Submissions:2015/Metadata in the Commons

Title: Metadata in the Commons Today

Theme: GLAM and tech

Type of submission: Presentation

Author: Gaurav Vaidya

E-mail address: gaurav[at]ggvaidya[dot]com

Username: w:User:Gaurav

Affiliation: PhD Candidate, Ecology and Evolutionary Biology, University of Colorado Boulder

Abstract

The Wikimedia Commons, one of the largest multimedia repositories of open-source content in the world, is an obvious connection point for GLAMs and the world of open source: GLAMs would like more people to discover the treasures they keep in their collections, and the open source community would like high-quality images, recordings and metadata to improve, reuse and share with the world. An incentive for GLAMs to share their content is the open source community's ability to improve existing content: paintings and photographs have been restored, scanned documents have been transcribed and incorporated into textbooks, illustrations in scanned materials have been automatically extracted and shared, and metadata can be added and improved. Some GLAMs have turned to crowdsourcing as a way to classify illustrations or transcribe handwritten text. With its deep ties to Wikipedia, probably the best known open source project in the world, the Commons is perfectly placed to act as a intermediary for such content, with GLAMs using metadata-aware uploaders such as the GLAMwiki Toolset to contribute their content to the Commons, and then to develop custom software to download improved content and metadata back from the Commons into their local databases.

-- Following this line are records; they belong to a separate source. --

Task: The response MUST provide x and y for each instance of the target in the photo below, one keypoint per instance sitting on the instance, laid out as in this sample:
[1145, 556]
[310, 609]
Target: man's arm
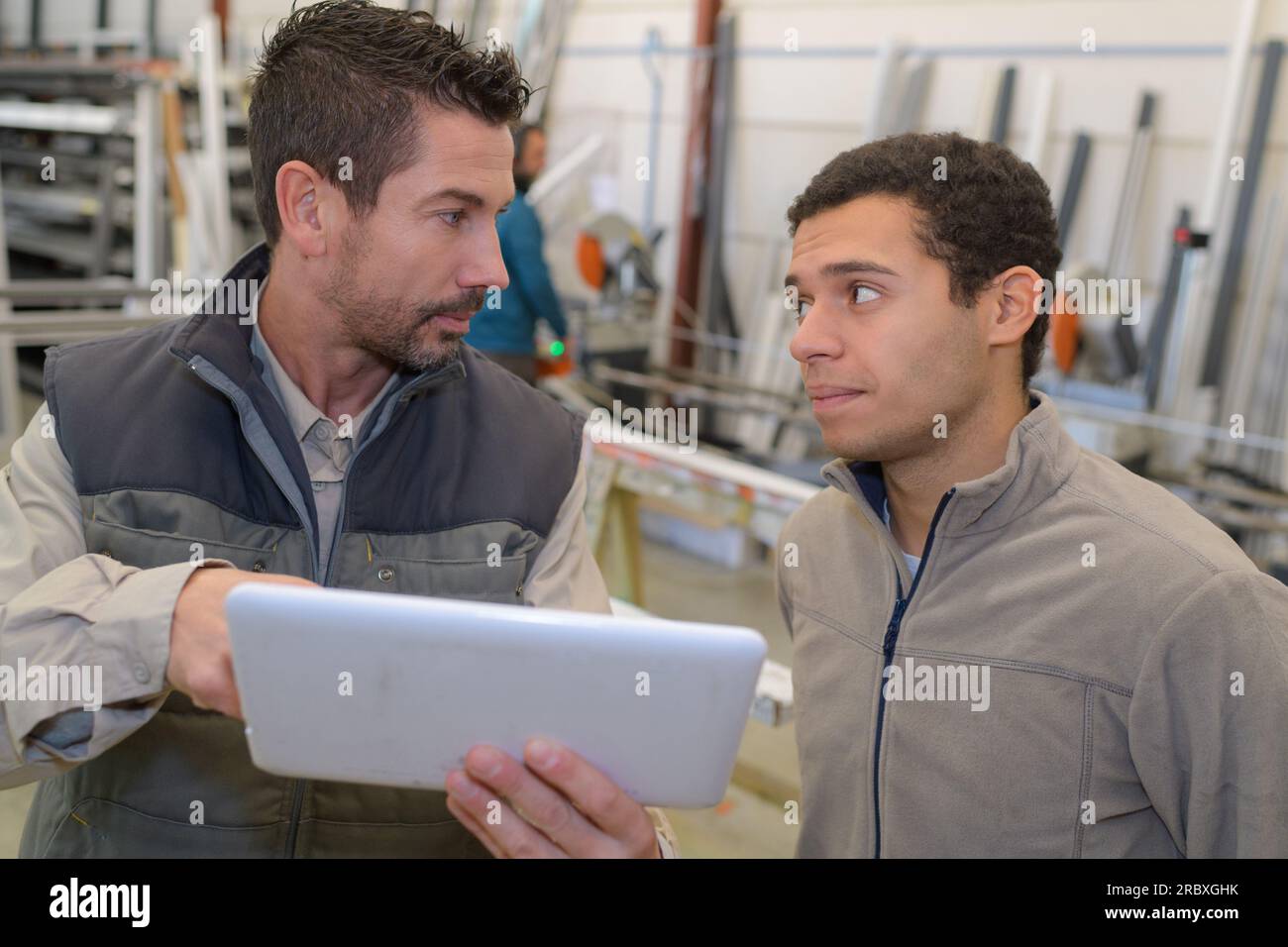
[566, 574]
[60, 605]
[1206, 725]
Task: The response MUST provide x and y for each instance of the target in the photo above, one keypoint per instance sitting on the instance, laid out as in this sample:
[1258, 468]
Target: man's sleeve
[62, 607]
[527, 264]
[567, 577]
[566, 574]
[1207, 720]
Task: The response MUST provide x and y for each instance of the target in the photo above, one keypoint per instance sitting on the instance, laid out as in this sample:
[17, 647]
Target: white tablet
[394, 689]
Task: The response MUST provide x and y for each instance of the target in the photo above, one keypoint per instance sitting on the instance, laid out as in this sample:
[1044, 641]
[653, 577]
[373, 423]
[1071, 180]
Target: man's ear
[1019, 300]
[304, 208]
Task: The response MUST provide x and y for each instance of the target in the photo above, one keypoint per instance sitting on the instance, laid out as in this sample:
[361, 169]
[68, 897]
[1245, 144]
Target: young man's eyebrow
[844, 268]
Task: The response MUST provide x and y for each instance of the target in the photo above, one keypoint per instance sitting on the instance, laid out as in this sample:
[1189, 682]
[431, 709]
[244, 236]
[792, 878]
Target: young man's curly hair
[990, 211]
[343, 78]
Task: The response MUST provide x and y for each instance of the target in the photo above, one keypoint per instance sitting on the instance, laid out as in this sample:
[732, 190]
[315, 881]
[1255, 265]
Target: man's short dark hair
[983, 214]
[343, 78]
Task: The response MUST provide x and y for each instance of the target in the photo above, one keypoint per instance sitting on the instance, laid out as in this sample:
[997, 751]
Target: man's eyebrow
[456, 195]
[844, 268]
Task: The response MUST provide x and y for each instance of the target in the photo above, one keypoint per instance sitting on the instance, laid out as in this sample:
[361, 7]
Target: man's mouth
[827, 397]
[454, 321]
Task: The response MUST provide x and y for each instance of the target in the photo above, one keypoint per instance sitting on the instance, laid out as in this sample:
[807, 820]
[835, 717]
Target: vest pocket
[477, 579]
[151, 548]
[481, 562]
[101, 828]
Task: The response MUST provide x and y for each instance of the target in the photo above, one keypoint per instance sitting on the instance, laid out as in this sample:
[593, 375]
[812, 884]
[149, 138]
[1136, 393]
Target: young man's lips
[824, 398]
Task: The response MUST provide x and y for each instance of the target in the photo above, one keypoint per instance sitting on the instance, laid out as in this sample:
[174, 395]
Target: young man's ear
[1019, 300]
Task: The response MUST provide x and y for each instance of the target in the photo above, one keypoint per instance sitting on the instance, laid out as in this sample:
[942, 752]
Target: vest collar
[1039, 457]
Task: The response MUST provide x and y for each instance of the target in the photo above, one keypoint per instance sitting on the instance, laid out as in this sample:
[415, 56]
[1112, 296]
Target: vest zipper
[215, 377]
[892, 637]
[297, 802]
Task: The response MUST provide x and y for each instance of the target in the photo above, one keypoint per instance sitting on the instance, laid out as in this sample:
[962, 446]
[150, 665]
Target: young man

In the last two years, I've worked on two projects that work towards this goal. Last year, I undertook a Google Summer of Code project to build the DBpedia Commons, an extension of the DBpedia project to extract RDF-based data from the content associated with files in the Commons. In my presentation, I will describe how DBpedia Commons extracts metadata from the Commons, what sort of metadata it is able to extract, and how to download that for your own use.

Two years ago, I worked with the Biodiversity Heritage Library (BHL) to develop a Commons template for storing the metadata they provide (a precursor to the much better customization available through the GLAMwiki Toolkit), and our plan for setting up a continuous flow of metadata from the BHL to the Commons and back again. I will also describe how I would implement such a system today, using DBpedia's infrastructure and ontologies to create a data model that would let users on the Commons and databases at the BHL speak the same language and share categorical, descriptive and numerical data back and forth.

In the future, the Structured Data project and Commons-Wikidata integration will make such workflows easy to set up, but my presentation will provide information on what GLAMs are trying to do today, describe some software that is already available to set up such workflows, and what additional features the Commons and Structured Data Projects should aim to provide to encourage mutually beneficial metadata collaborations between GLAMs and Wikipedia.

Length of presentation

30 minutes

Special schedule requests

I'd prefer not to present on Friday, since I'd probably fly into DC early on Friday morning

Will you attend WikiConference USA if your submission is not accepted?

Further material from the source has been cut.